Ladies and gentlemen,
It is a real honour to be here with you. Thank you so much for inviting me.
Berlin will always represent a political point of departure for me. I was 13 years old in 1989 when I watched on TV the people in this city tearing down a wall, demanding their freedom. Those very images, that very event, was my political awakening.
Germany is Norway’s most important partner in Europe. This is not only my words. The entire Norwegian Government is behind this statement, which is a quote from the Norwegian Government’s Deutschlandstrategie.
This strategy spells out in detail our ambitions for taking our already excellent bilateral relations even one notch further on a whole range of areas, way beyond merely traditional foreign policy issues.
And it was an honour for us that Heiko was in Oslo when the Strategy was launched alongside our own White Paper on Multilateralism back in the summer of 2019.
We have extensive cooperation in pretty much every field, but let me touch briefly on two: energy and defense.
Norway has for a long time been an important exporter of energy to Germany. Two weeks ago, Prime minister Solberg and Chancellor Merkel opened the 623 km long NordLink power cable that connects our two countries. Power will flow both ways, providing further opportunities for investments in renewable energy. This is also a European project.
And beyond mere energy exports, we have solutions and expertise in fields as diverse as hydrogen, gas, offshore wind and carbon capture and storage. That makes us a natural partner for Germany in your transition to a low carbon, environmentally sound, reliable, and affordable energy supply.
In the area of defense, we have an extensive and tight cooperation. I’ve experienced this firsthand for almost eight years. First as minister of defense, and now as foreign minister. When I took office as defense minister in 2013, one of my top priorities was to deepen our cooperation with Germany. We appreciate our close partnership in the German-Dutch Corps. And then defense minister Ursula von der Leyen, our Dutch colleague and I together took the initiative to form the pilot for the Very High Readiness Joint Task Force in Nato. We also cooperate in Alliance`s enhanced Forward Presence in Lithuania. These days we work closely to strengthen Nato before the summit next Monday.
I am very pleased about our bilateral long-term, strategic partnership on new submarines and missiles. This is beneficial to our two nations, but I also see this cooperation as an important step towards strengthening European defense cooperation within Nato.
Norway will participate fully in the European Defense Fund (EDF) from its initiation this year. We are also pleased to be able to contribute on military mobility under the Permanent Structured Cooperation (Pesco).
We are grateful for the crucial role played by Germany in facilitating third country participation in individual Pesco projects. Your support throughout the process has been critical.
But you are not only our most important partner in Europe. You are also a key partner in global affairs.

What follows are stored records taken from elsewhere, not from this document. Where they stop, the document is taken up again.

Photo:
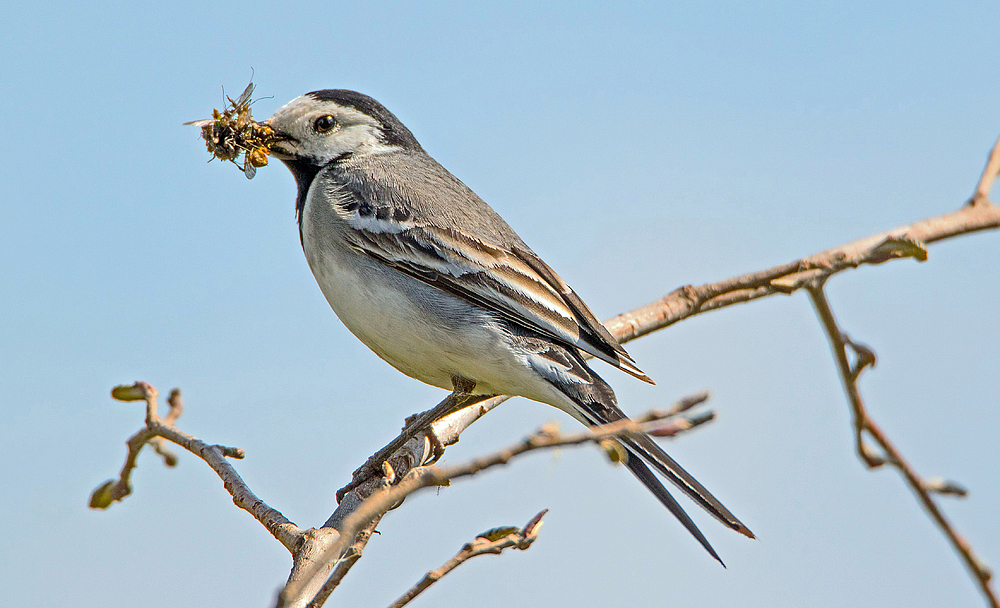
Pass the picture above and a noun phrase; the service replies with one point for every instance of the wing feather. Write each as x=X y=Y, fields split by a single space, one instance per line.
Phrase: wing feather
x=514 y=283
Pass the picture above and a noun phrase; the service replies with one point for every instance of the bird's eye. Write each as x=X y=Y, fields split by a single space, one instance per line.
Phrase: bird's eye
x=324 y=123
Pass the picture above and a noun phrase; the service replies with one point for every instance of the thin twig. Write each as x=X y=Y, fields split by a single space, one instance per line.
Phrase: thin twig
x=864 y=425
x=491 y=542
x=287 y=533
x=382 y=500
x=990 y=172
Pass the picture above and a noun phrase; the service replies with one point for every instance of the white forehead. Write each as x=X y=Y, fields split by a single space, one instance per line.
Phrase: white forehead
x=355 y=132
x=305 y=109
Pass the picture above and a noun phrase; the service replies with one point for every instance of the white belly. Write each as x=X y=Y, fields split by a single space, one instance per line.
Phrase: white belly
x=421 y=330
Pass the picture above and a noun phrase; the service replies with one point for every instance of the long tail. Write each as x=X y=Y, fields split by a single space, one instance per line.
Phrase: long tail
x=594 y=403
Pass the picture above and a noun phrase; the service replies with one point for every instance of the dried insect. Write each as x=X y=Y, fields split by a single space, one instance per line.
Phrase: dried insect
x=233 y=132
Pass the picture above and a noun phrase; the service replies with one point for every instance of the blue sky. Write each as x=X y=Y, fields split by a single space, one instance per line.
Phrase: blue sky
x=636 y=150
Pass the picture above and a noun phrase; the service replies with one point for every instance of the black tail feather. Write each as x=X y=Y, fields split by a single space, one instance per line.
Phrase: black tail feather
x=648 y=479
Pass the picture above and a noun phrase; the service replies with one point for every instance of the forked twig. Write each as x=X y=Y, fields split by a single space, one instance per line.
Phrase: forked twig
x=865 y=426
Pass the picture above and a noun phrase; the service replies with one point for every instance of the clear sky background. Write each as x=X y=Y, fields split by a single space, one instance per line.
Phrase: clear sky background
x=636 y=149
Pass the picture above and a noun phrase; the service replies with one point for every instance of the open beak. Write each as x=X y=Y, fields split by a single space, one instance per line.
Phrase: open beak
x=282 y=145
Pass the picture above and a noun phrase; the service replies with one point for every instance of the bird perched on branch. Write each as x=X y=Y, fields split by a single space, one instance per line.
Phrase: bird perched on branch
x=431 y=279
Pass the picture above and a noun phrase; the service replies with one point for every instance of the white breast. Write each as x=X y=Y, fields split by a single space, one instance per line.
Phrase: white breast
x=420 y=330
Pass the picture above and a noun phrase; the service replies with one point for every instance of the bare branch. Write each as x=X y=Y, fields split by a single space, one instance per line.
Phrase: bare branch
x=864 y=425
x=298 y=592
x=905 y=241
x=490 y=542
x=990 y=172
x=287 y=533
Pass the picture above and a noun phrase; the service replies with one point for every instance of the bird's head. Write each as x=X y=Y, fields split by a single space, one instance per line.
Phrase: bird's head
x=332 y=125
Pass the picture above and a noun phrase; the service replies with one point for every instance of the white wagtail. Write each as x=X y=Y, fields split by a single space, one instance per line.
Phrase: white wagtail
x=429 y=277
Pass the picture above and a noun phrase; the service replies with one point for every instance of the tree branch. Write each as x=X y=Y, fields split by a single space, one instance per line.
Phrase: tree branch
x=287 y=533
x=490 y=542
x=863 y=424
x=308 y=588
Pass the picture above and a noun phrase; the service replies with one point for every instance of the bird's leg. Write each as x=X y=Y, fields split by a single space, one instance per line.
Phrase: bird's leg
x=459 y=398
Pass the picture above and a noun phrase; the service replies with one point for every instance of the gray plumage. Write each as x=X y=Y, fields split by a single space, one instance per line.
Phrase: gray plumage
x=434 y=281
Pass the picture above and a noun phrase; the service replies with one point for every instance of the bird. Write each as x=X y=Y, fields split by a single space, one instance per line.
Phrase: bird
x=428 y=276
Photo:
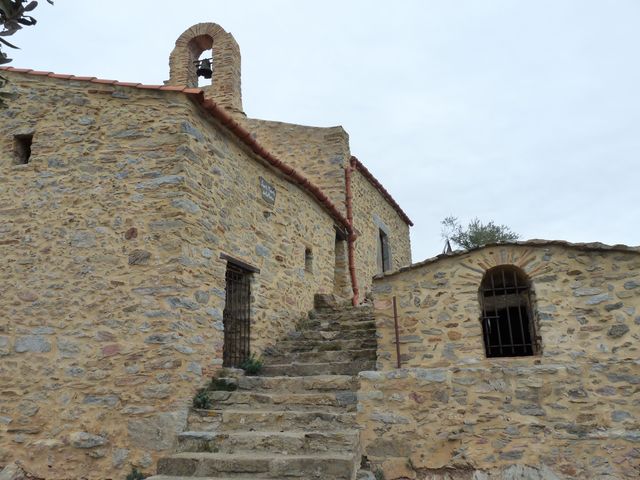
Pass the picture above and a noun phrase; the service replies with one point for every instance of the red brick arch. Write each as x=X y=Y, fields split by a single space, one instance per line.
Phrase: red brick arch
x=225 y=87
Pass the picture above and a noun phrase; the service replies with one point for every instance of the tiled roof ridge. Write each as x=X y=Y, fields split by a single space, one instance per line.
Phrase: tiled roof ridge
x=226 y=120
x=358 y=165
x=535 y=242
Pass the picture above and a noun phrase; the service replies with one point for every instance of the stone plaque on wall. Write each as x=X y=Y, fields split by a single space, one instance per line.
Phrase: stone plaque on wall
x=268 y=191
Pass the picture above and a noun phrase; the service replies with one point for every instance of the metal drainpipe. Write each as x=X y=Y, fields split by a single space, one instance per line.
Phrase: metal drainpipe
x=352 y=236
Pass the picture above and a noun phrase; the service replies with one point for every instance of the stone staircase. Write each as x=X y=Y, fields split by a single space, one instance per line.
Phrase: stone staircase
x=294 y=421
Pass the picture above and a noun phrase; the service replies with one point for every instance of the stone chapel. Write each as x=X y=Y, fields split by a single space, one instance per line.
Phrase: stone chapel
x=155 y=237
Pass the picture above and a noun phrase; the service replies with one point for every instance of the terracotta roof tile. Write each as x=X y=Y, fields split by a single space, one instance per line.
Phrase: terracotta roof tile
x=223 y=117
x=357 y=164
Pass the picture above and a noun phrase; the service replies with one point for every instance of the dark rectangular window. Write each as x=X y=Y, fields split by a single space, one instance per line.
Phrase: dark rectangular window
x=385 y=254
x=237 y=316
x=22 y=149
x=308 y=260
x=507 y=322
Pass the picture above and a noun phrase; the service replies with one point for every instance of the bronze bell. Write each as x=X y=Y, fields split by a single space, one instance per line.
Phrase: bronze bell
x=204 y=68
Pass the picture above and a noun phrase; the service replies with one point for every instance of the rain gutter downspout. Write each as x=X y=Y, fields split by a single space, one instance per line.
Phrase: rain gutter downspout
x=351 y=241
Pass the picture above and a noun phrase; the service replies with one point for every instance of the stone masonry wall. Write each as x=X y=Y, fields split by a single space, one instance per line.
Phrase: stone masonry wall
x=112 y=283
x=321 y=154
x=572 y=410
x=227 y=214
x=371 y=212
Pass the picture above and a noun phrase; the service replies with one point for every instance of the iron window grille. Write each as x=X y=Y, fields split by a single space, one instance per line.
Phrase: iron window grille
x=507 y=320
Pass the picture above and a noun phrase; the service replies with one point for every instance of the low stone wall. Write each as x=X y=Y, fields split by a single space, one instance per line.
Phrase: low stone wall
x=577 y=420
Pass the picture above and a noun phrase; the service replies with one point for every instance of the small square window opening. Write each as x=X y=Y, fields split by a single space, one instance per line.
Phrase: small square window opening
x=22 y=149
x=308 y=260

Norway and Germany enjoy shared values and more often than not shared interests. We are enthusiastic supporters of a strong, active Germany on the international scene. We are not least grateful for your support for a rules-based, multilateral world order, and I look forward to the launch of your white paper later today.
So when I get the chance to speak to you, I think I have mainly two tasks. The first is to say thank you. The second is to lend our perspectives, in the hope that they may reinforce and supplement those of your own.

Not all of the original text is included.